On Sat, Jan 28, 2012 at 10:31 AM, Jerzy Karczmarczuk <jerzy.karczmarczuk@unicaen.fr> wrote:
Benjamin Root about my miserable event problem : I thought I told you. Probably I am doing something utterly false, but my distilled problem is that I am generating events from within a callback.
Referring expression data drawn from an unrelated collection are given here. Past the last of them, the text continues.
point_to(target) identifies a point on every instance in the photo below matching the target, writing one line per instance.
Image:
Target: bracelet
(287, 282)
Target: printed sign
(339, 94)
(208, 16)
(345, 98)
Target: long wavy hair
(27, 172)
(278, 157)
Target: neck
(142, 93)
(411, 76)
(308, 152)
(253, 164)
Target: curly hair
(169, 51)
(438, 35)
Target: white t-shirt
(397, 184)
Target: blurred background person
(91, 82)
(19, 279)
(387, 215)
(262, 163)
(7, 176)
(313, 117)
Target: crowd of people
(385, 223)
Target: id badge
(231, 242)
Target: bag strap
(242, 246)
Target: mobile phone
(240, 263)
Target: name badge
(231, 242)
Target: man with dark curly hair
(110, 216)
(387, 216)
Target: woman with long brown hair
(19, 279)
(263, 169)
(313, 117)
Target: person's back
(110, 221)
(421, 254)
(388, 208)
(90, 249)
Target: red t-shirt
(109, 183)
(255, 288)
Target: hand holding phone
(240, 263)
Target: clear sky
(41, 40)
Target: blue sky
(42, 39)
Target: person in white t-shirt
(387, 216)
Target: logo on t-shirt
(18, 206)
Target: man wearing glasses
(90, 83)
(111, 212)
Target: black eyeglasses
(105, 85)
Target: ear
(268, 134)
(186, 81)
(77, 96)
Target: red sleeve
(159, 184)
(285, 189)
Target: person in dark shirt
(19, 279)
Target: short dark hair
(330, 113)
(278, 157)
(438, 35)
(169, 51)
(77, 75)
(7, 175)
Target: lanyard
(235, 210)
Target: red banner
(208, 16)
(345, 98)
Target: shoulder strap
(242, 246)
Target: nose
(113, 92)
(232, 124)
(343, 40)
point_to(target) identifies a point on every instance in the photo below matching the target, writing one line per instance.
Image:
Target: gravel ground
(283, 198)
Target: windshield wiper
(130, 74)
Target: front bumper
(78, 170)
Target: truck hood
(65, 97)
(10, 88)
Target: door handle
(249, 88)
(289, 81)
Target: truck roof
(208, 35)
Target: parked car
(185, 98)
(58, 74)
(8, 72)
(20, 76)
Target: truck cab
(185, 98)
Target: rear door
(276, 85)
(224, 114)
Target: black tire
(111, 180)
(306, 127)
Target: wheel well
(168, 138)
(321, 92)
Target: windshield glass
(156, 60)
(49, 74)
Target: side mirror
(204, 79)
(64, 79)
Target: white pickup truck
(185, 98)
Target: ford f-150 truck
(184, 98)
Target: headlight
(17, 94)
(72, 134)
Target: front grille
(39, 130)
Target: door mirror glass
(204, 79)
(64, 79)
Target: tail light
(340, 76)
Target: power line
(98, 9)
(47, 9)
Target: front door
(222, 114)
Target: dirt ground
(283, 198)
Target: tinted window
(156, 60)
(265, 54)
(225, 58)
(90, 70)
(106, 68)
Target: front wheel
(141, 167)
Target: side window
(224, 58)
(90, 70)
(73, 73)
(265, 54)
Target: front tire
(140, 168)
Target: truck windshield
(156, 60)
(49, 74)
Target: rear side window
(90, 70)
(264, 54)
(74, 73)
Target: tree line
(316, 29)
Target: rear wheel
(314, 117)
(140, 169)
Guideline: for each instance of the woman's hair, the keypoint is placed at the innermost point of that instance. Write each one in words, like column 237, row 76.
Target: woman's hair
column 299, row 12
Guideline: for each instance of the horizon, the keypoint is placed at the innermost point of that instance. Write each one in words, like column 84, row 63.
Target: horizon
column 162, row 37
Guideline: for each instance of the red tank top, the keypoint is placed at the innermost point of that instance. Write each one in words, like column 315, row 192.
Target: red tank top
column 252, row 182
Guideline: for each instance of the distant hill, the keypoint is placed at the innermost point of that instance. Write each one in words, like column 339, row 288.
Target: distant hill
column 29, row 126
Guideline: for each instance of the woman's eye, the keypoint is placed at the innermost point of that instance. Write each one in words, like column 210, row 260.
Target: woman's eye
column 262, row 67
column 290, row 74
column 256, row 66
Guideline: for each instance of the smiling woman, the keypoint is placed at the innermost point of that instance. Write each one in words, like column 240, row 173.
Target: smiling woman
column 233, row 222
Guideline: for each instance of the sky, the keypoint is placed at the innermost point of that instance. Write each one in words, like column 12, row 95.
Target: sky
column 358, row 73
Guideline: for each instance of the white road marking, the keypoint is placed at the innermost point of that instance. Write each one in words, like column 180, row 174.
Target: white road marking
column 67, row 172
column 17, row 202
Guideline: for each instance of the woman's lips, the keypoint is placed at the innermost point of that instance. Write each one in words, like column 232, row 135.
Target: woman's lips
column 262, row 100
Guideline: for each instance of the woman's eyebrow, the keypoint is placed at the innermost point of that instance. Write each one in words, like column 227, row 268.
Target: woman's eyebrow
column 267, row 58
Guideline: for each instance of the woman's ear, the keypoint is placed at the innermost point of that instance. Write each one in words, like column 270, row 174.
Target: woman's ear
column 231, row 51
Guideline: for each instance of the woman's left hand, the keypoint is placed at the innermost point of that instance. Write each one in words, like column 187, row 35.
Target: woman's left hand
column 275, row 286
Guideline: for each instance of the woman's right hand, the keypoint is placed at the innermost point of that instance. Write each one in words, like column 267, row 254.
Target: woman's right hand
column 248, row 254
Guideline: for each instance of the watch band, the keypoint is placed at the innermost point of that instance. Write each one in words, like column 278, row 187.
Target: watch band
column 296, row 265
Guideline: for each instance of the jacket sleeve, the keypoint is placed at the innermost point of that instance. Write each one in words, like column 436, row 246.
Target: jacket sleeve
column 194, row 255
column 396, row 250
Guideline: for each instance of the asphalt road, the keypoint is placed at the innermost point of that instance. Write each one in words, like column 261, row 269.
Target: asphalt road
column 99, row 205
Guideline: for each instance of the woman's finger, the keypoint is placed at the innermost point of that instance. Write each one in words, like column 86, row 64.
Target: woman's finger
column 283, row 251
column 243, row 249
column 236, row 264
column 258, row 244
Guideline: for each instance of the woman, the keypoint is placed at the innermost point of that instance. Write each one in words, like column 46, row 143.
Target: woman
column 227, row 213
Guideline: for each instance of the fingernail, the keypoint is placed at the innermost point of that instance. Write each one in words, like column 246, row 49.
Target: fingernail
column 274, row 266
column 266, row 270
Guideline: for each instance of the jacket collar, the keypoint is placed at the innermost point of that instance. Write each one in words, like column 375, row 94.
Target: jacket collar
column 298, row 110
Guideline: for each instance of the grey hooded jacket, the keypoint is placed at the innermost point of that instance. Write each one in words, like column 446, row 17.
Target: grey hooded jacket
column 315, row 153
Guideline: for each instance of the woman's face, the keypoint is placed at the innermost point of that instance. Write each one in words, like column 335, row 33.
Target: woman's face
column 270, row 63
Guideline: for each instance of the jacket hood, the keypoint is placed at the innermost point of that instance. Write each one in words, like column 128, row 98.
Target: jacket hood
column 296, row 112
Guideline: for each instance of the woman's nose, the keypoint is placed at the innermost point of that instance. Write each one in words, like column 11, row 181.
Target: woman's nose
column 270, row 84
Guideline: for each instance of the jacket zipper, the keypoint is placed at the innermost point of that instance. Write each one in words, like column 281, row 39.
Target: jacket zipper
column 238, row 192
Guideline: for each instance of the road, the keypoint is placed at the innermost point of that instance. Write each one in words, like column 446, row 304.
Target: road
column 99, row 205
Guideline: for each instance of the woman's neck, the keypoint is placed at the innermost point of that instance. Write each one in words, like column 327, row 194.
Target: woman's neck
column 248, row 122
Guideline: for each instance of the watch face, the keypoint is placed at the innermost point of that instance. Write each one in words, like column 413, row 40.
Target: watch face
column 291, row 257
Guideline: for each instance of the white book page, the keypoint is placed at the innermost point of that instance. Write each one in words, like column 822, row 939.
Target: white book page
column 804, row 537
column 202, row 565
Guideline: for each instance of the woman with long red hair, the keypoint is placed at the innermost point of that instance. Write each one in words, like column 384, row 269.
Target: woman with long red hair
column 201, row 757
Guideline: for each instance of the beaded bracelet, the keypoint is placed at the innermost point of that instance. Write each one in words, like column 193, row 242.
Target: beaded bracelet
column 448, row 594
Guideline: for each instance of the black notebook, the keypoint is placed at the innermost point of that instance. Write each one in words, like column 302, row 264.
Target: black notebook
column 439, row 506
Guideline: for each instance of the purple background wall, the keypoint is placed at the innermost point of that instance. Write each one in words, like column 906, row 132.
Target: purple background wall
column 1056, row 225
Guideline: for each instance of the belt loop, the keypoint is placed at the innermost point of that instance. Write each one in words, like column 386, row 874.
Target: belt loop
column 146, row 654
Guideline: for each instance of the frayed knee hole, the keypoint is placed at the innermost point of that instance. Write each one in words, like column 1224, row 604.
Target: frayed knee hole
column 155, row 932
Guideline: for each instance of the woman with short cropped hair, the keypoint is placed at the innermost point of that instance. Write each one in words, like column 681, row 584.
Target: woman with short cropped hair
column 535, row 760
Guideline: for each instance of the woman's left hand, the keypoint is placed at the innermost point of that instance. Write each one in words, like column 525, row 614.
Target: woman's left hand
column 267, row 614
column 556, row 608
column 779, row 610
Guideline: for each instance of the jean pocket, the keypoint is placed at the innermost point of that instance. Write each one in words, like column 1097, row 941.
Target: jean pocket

Here you are a complete skeleton program.

from pylab import *
from matplotlib.cbook import *
from matplotlib.widgets import Button
fig=figure()
ax = fig.add_subplot(1,1,1)
xis=axis([0,1,0,1])
subplots_adjust(left=0.1, bottom=0.1)
clrax = axes([0.67, 0.02, 0.08, 0.04])
clbut = Button(clrax, 'Clear', color="1.0")
goax = axes([0.88, 0.02, 0.08, 0.04])
gobut = Button(goax, 'Go', color="#40ffa0")
cbacks = CallbackRegistry()

def line(*evt):
    plot(rand(2),rand(2)) ; draw()
    cbacks.process('line_', None)

linv  = cbacks.connect('line_', line)

def clr(ev=None): del ax.lines[:]
clbut.on_clicked(clr)
def start(evt): cbacks.process('line_', None)
gobut.on_clicked(start)

subplot(1,1,1) 
show()
The function line() is the main iterative engine, a "loop" without looping. It should post an event which re-launches it, and still leaving the master loop active, so I can clear the figure.

Nope. This is a recursive call.
Python bombs after a while, recursive limit exceeded, and only then the Clear button wakes up.

Thank you for your effort.

Jerzy


Jerzy,

So, where is your terminating condition?  Of course it will continuously call itself if you have nothing to stop it.  Protect that call to "process" with some sort of if-statement and use "evt" to carry some sort of state that can be tested in that if-statement.

For example, I modified your example to use "evt" to carry an integer.  The call to process() is protected by an if-statement that checks to see if evt is less than 10, and the call to process passes "evt + 1".  The initial call to process passes a value of zero.  The program then produces 10 random lines just fine when I press "Go".

Does that help clear up your problem?